Entre las muchísimas aportaciones de Marx totalmente vigentes para el análisis y crítica de las sociedades contemporáneas hay una, no demasiado comentada ni conocida entre los no especialistas, que es el concepto de intelecto general. Por dicho término, Marx entiende el conjunto de saberes que las sociedades van produciendo a lo largo de la historia y que se van convirtiendo, en cierto modo, en patrimonio común del conjunto de la humanidad.

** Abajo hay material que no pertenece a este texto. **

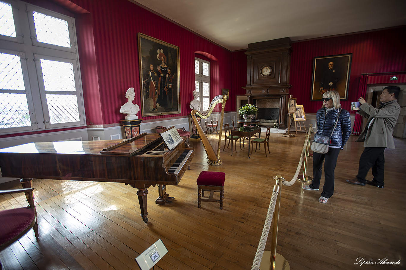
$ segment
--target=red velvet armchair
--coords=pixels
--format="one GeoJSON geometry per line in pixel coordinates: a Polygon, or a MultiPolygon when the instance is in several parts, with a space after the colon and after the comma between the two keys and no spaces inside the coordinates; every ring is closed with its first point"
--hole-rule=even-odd
{"type": "Polygon", "coordinates": [[[0,211],[0,251],[17,240],[32,228],[38,240],[37,211],[34,203],[33,187],[0,190],[0,195],[25,192],[29,205],[26,207],[0,211]]]}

Son muchos los elementos de interés de este planteamiento. Uno de ellos es que el saber es un fruto colectivo, que los seres humanos producen en común, pues la inteligencia más preclara y la mente más maravillosa siempre se nutre de las aportaciones de su época y de épocas pasadas. El individualismo, también en ciencia, es un mito del liberalismo, una ficción que poco tiene que ver con la realidad. Deleuze y Guattari escriben en el inicio de uno de sus grandes textos, Mil mesetas, que ese libro lo han escrito muchos, porque además de escribirlo a cuatro manos, cada uno de ellos es, a su vez, todos los autores que le han influido. Nunca creamos en soledad, sino en la compañía de quienes nos anteceden y acompañan. De ahí que todo producto pueda ser entendido, sin duda, como un acto colectivo.

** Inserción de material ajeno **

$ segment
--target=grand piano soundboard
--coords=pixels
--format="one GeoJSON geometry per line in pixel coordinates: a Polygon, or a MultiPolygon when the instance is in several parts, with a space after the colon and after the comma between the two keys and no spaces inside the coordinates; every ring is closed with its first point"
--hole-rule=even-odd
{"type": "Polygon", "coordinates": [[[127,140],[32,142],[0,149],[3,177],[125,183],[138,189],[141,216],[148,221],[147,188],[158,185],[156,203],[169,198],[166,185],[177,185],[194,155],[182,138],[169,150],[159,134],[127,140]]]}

Creamos, producimos, pensamos, en el marco de una colectividad de la que nos nutrimos. Sin embargo, segunda cuestión de interés, ese saber social del que nos beneficiamos tiende a ser patrimonializado por una reducida parte de la sociedad para beneficio propio. Marx aplica su análisis a la cuestión de las técnicas productivas. En los Grundisse subraya que la mecanización de la producción, la introducción de maquinaria de manera masiva en las fábricas, no se hace buscando el bien social, sino el beneficio particular. Esa tecnología, fruto del saber colectivo de toda una sociedad, no es aplicada para beneficio común, para que las tareas más duras y complejas se simplifiquen y, de ese modo, reducir las horas de trabajo, haciendo la vida más agradable, sino para que el capital obtenga un mayor, y estratosférico, beneficio. Es decir que en lugar de utilizar el saber común para beneficio común, se utiliza para beneficio particular.

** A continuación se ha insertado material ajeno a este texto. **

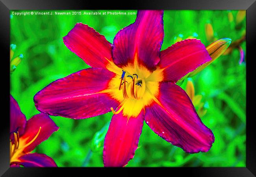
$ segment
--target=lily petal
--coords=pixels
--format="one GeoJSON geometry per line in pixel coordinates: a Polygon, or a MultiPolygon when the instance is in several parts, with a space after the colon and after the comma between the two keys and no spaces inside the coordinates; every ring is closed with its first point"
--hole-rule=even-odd
{"type": "Polygon", "coordinates": [[[111,43],[87,25],[77,23],[63,41],[71,52],[91,67],[105,68],[109,63],[108,59],[112,61],[111,43]]]}
{"type": "Polygon", "coordinates": [[[128,120],[122,111],[114,114],[105,138],[103,162],[106,167],[123,167],[134,156],[141,133],[145,112],[128,120]]]}
{"type": "Polygon", "coordinates": [[[10,167],[20,167],[20,165],[18,164],[18,163],[19,164],[19,162],[17,162],[17,163],[13,163],[10,164],[10,167]]]}
{"type": "Polygon", "coordinates": [[[211,59],[199,40],[187,39],[161,51],[158,66],[163,68],[164,81],[176,83],[180,79],[211,59]]]}
{"type": "Polygon", "coordinates": [[[19,157],[20,163],[25,167],[57,167],[51,157],[44,154],[33,153],[19,157]]]}
{"type": "Polygon", "coordinates": [[[102,68],[81,70],[40,91],[34,97],[35,104],[41,112],[74,119],[105,114],[120,104],[105,92],[115,76],[102,68]]]}
{"type": "Polygon", "coordinates": [[[17,101],[10,95],[10,132],[18,130],[19,135],[22,135],[24,132],[26,122],[25,115],[21,112],[17,101]]]}
{"type": "Polygon", "coordinates": [[[134,23],[121,30],[114,39],[114,63],[122,68],[135,60],[149,70],[156,69],[163,39],[163,11],[138,11],[134,23]]]}
{"type": "Polygon", "coordinates": [[[173,83],[162,83],[158,100],[146,108],[145,121],[159,136],[189,153],[209,150],[211,131],[202,122],[189,98],[173,83]]]}
{"type": "Polygon", "coordinates": [[[20,138],[20,144],[23,146],[32,142],[25,148],[23,152],[32,151],[36,146],[48,139],[53,132],[58,129],[59,127],[49,116],[41,113],[33,116],[27,122],[24,134],[20,138]],[[35,137],[36,138],[33,141],[35,137]]]}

Y lo que es aplicable al ámbito de la producción y de la técnica es extensible, en la actualidad, a buena parte de las dinámicas de la sociedad neoliberal. Si en algo se está especializando el neoliberalismo es en expropiar saberes comunes, a través, por ejemplo, de su política de patentes que, en los casos más extremos, ha privado a comunidades tradicionales de utilizar ciertos recursos, como plantas medicinales, tras ser patentadas por multinacionales farmacéuticas. Terrible paradoja en la que quienes han utilizado durante toda su historia un bien, quedan desposeídos de él. En otro sentido, es lo que ocurre con la universidad, vampirizada por la empresa privada para su interés y alejada de la función social que debiera caracterizarla. Pues para algunos, poner la universidad al servicio de la sociedad quiere decir, lisa y llanamente, al servicio del interés predador de las empresas. Recurriendo a otro concepto de Marx que los tiempos reactivan, el saber también está atravesado por la lucha de clases.

Uno de los aspectos de la lucha política contemporánea es la lucha por lo común. Por un lado, los poderes económicos se esfuerzan por privatizar bienes comunes, como el agua, las fuentes de energía o los saberes médicos, por otro, cierto activismo político entiende que de lo que se trata es, precisamente, de lo contrario, de promover la ampliación del campo de lo común, para colocar al servicio de la comunidad lo en común producido. La disyuntiva es clara: una política al servicio de las élites o de la mayoría social. Esa es, no nos engañemos, la actual línea de demarcación política. Una línea que también heredamos del pasado.